Does the idea of spending six weeks with your children produce dread or delight? How to take advantage of the summer to strengthen bonds with your children? What to do so that the children have fun during the summer season?
Try these fun low-budget tips to make the most of school holidays.
At the end of the summer term, most parents look forward to the long school holidays with mixed feelings. We can't wait to have some quality time with our kids (and not have to jump out of bed at seven o'clock every morning), but we're not naive enough to think we'll get through the summer without a hitch.
While you can join the summer course BYJU'S Future School, taught by former NASA astronaut Scott Kelly. Scott Joseph Kelly is an American engineer, retired astronaut, and naval aviator. A veteran of four space flights, Kelly was in command of the International Space Station on Expeditions 26, 45 and 46. Kelly's first space flight was as a pilot of the Space Shuttle Discovery during STS-103 in December 1999.

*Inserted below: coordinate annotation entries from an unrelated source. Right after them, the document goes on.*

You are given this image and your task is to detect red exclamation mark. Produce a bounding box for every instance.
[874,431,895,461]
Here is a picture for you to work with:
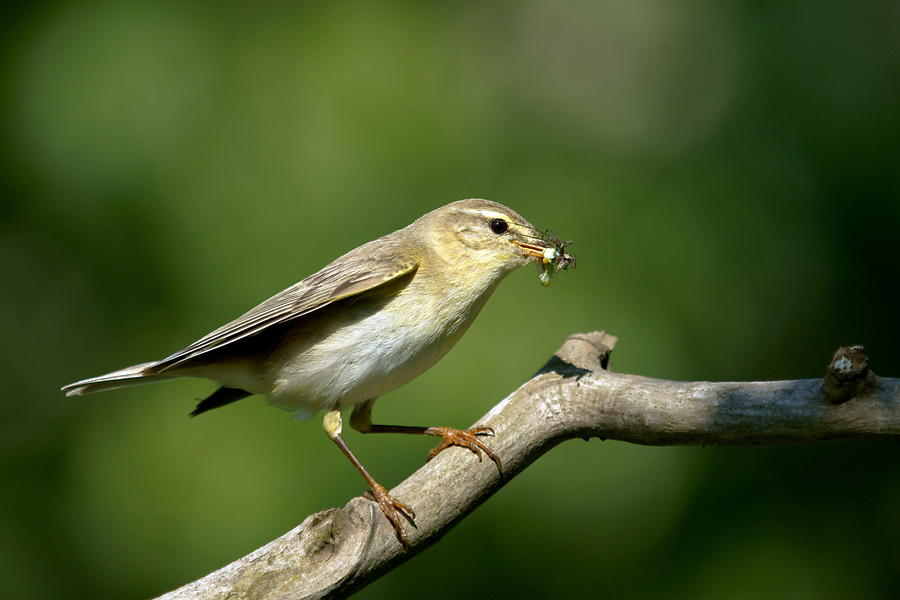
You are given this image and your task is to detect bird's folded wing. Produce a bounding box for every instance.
[149,257,418,373]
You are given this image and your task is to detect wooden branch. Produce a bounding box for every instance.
[161,332,900,600]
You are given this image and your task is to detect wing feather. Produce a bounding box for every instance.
[149,249,419,373]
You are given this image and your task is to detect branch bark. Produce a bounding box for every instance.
[155,331,900,600]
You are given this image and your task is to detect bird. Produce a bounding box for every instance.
[62,199,572,551]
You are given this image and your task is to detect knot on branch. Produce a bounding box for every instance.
[822,346,875,404]
[537,331,619,377]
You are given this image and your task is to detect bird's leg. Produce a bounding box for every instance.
[350,400,503,471]
[322,410,416,552]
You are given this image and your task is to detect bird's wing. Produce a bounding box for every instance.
[149,254,419,373]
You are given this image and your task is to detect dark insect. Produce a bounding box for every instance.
[541,229,575,270]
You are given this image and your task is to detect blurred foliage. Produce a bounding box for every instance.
[0,0,900,600]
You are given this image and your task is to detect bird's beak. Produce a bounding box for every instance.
[516,240,550,261]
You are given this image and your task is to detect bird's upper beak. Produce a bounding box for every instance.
[516,239,550,260]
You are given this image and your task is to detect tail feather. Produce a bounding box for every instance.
[62,362,179,396]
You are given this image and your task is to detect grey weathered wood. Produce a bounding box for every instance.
[155,332,900,600]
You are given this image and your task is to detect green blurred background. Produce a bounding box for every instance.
[0,0,900,600]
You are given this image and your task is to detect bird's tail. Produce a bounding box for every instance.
[62,362,179,396]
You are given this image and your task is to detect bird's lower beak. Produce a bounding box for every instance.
[516,242,550,260]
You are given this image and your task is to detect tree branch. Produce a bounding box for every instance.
[161,332,900,600]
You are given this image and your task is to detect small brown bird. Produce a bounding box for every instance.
[62,200,572,550]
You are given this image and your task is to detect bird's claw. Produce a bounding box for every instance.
[425,425,503,471]
[365,483,416,552]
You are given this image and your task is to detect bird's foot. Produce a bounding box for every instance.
[425,425,503,471]
[365,483,416,552]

East summer course it is much more than learning code and math. It is based on activities with live and real-time instruction that will help your children improve their problem-solving skills, creative thinking, confidence. and communication while having fun.
Also, this course will still allow you to adopt some simple strategies could help you make this summer not only good, but the best of all. That is how…
The ratio of eight to one
Constantly scolding your child into cleaning his teeth / picking up his towel / putting his plate in the dishwasher can be exhausting, for both of you. Instead, make an effort to increase his "nice to annoying ratio."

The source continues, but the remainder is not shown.